A 50 point check-list for business legal security

  1. Make sure that legal ownership assets used in the business are actually owned by the business.
  2. Get written copyright assignments from designers, authors, software and web developers and appropriate warranties of originality.
  3. Check the terms and conditions of third party suppliers of services to ensure you legally own any deliverables they create.
  4. Do not rely on a terminable licence for key business assets; take an assignment or a perpetual royalty-free licence.
  5. Always negotiate when taking or granting a licence (term, option to renew, notice period, warranties, conditions etc).
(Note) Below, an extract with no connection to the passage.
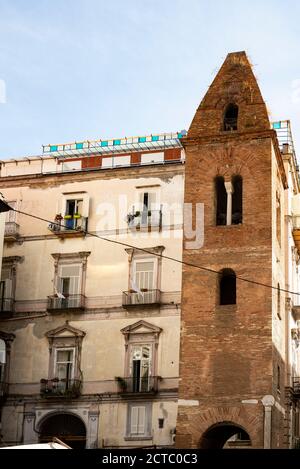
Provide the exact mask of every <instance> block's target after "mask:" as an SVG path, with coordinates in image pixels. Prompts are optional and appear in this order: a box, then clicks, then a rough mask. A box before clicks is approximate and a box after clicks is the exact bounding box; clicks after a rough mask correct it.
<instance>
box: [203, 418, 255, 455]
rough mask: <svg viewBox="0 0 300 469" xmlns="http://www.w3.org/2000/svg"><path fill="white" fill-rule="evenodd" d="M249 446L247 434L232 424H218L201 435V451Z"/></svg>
mask: <svg viewBox="0 0 300 469" xmlns="http://www.w3.org/2000/svg"><path fill="white" fill-rule="evenodd" d="M249 446H251V439H250V436H249V434H248V433H247V432H246V430H245V429H244V428H242V427H241V426H240V425H236V424H235V423H233V422H220V423H217V424H215V425H213V426H212V427H210V428H209V429H208V430H206V432H205V433H204V434H203V435H202V438H201V440H200V448H201V449H222V448H224V449H226V448H247V447H249Z"/></svg>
  6. Make sure new shareholders assign the assets that they are bringing to the party to the business as a condition of the issue of their shares.
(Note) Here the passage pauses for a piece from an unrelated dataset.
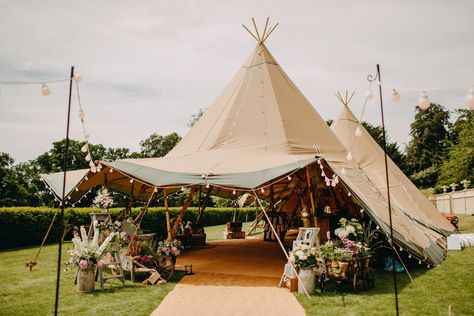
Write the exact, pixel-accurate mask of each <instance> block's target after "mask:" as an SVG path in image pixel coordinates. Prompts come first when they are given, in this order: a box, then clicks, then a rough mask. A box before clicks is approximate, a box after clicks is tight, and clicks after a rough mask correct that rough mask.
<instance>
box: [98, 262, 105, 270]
mask: <svg viewBox="0 0 474 316" xmlns="http://www.w3.org/2000/svg"><path fill="white" fill-rule="evenodd" d="M97 267H98V268H99V269H101V270H102V269H103V268H105V262H104V261H102V260H99V261H97Z"/></svg>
  7. Check every name, trademark, slogan and design you use to ensure it does not infringe any third-party rights.
  8. Do not use a name, slogan or logo without filing a registered trademark application.
  9. Check the patentability of your inventions before disclosure or marketing.
  10. Patent your novel inventions if patentable.
  11. Register your designs as UK or EU Registered Designs.
  12. Insist on non-disclosure agreements as prelude to deal negotiations.
  13. When buying, consider milestone payments and a retention.
  14. When buying, obtain contractual warranties and indemnities from sellers.
  15. When buying, carry out as much due diligence as is possible.
  16. When selling, get deferred payments guaranteed or secured.
  17. Agree terms of ’soft’ loan capital up-front to avoid sudden repayment demands by investors.
  18. Consider weighted voting rights for business founders who go below 50%.
  19. Ensure shareholders, employees and consultants agree non-compete obligations.
  20. Ensure post-termination non-competes are reasonable and enforceable.
  21. Protect customer-base and goodwill by including non-solicitation obligations in employee contracts.
  22. Protect investment in staff by including non-poaching obligations in employee contracts.
  23. Impose strict confidentiality obligations on people involved in the business.
  24. Ensure confidentiality obligations continue after termination of involvement.
  25. Draw up an appropriate Shareholders Agreement for multiple shareholders.
  26. Consider list of ‘reserved issues’ requiring unanimous shareholder consent to implement.
  27. Do business under your own clearly-drafted standard terms and conditions of business.
  28. Bring your terms and conditions to the attention of customers before they commit to buy.
  29. Make share ownership by partners and staff subject to performance criteria.
  30. Provide that employee shares vest over a reasonable period of time.
  31. Make employee shares subject to sell-back obligation if they leave for any reason.
  32. Provide a procedure for the fair valuation of shares of leaving employee.
  33. Encourage employee loyalty by providing for nil value on share buy-back in first 2-3 years.
  34. Consider discounted (or nil) value for shareholder employees dismissed for breach or wrongdoing.
  35. Control the ability to sell the business by imposing ‘drag-along’ terms on minority shareholders.
  36. Consider share purchase assurance to buy back shares of deceased shareholder from the estate.
  37. Consider a contractual dispute resolution procedure to avoid dead-lock or formal proceedings.
  38. Build business value by obtaining written contracts with customers and clients.
  39. Consider minimum term commitments from customers and clients and long notice period.
  40. Register under the Data Protection Act if applicable.
  41. Negotiate favourable written agreements with all suppliers.
  42. In supplier contracts, seek exclusivity, initial minimum term, renewal rights and long notice period.
  43. When granting exclusivity ensure minimum performance criteria as a condition of such exclusivity.
  44. Consider legal expenses insurance and After the Event Insurance when engaging in legal proceedings.
  45. Ensure your business operates within its industry standards and applicable statutory framework.
  46. Agree an appropriate Grievance and Disciplinary Procedure and stick to it.
  47. Do not terminate any contract of employment without taking legal advice.
  48. Never rely on a calculation or valuation carried out by accountants that are being instructed or paid by someone else.
  49. Always seek a personal guarantee of payment or performance from principals of an SME business.
  50. When dealing with a group of companies, seek guarantee of payment or performance by holding company.
              …..and never give anyone a signed, blank cheque.